On the heels of the Bucs, George Strawbridge created the gritty Tampa Bay Rowdies soccer team and proved the base for the growth of sports here: the National Hockey League Lightning, the Tampa Bandits of the "other" football league started by Bandit owner John Bassett, and, in time, the Rays of Major League Baseball in St. Petersburg. Add to that the University of South Florida and the big sports deals here, along with an improved Art and Polly Pepin Stadium at UT and what it offers.
Meanwhile, with George Steinbrenner living here and through deals with city and county governments, he moved his high-profile New York Yankees to the Legends Field facilities he built at the northwest corner of Dale Mabry Highway opposite old Tampa Stadium. It is a model spring training facility and home to a minor league team.
A Promoter Is Born
Not much of this may have happened had not a young Junior Chamber of Commerce president named Bill Marcum taken notice. He and I eyed the nearly full stadium for a poor preseason matchup between Atlanta and Washington. I whispered to him, "My goodness, what have we got here?"
Marcum turned promoter, and with help from wealthy lawyer Ed Rood set out on the road to put Tampa on the map, with plenty of help.
Commissioner Rozelle and his wife, Carrie, were around often socially and on business - the social including fishing for bass to the north and heading south to Boca Grande to catch tarpon. It was established that there was more to Tampa than a dandy football stadium.
The University of South Florida has become a major university in size, purpose and achievement. Raymond James Stadium is home to a growing big-time football program, as it is to the Outback Bowl on New Year's morning. It thrives under the umbrella of the Outback Steak House operation, a major sports benefactor that also sponsors a major seniors golf tournament.

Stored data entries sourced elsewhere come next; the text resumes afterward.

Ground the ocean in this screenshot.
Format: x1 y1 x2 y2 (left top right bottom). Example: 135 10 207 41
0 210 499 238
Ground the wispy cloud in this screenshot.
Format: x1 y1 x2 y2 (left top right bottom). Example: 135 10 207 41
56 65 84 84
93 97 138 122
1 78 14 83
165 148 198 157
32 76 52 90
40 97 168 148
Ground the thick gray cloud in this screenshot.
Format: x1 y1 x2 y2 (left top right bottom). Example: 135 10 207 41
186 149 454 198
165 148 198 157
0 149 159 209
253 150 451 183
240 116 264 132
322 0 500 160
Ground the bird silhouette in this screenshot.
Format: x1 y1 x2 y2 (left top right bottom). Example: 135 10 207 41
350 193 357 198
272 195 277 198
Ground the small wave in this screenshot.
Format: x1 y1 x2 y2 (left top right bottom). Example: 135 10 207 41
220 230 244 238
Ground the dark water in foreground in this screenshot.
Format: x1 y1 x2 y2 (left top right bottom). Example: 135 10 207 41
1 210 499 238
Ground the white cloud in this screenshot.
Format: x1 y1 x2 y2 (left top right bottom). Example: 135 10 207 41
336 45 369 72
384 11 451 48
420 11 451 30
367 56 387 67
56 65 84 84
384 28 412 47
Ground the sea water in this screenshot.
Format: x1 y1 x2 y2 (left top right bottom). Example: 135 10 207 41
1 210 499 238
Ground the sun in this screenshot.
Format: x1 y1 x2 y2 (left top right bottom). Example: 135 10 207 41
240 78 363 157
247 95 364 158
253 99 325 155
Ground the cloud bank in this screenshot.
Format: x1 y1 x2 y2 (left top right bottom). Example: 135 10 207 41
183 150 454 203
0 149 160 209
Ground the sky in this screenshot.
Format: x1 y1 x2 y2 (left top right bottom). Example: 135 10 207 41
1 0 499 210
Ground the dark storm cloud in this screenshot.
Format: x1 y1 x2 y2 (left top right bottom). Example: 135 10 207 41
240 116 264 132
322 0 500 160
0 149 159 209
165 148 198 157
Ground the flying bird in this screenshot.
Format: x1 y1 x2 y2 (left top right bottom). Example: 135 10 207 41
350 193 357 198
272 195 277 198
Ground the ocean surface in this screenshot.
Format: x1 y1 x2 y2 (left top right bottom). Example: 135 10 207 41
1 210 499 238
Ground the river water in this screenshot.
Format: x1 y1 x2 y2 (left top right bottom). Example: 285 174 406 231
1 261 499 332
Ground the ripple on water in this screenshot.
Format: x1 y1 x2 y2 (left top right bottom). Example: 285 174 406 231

It was the success of the Buccaneer franchise adventure and the grand experience of Super Bowl XVIII in 1984, plus the passion of boosterism in the Tampa Bay area, that caused the Catoe-Levy crowd to realize their future was good in the biggest of the bowl business. They probably did not believe they were favorites for this one. But, over the years, Tampa Bay has never gotten overconfident and knew it needed to support its team and owners, and have the owners reciprocate.
"We are just a typical American city with a lot going on, with an acceptance of sports, the places to compete and the weather in which to stage events outside or inside," Catoe said. "We have a supportive government and we have a busy, active, involved media who like this place and their work here. Tampa Bay is not overloaded with egos."
Tom McEwen is a former sports editor of The Tampa Tribune.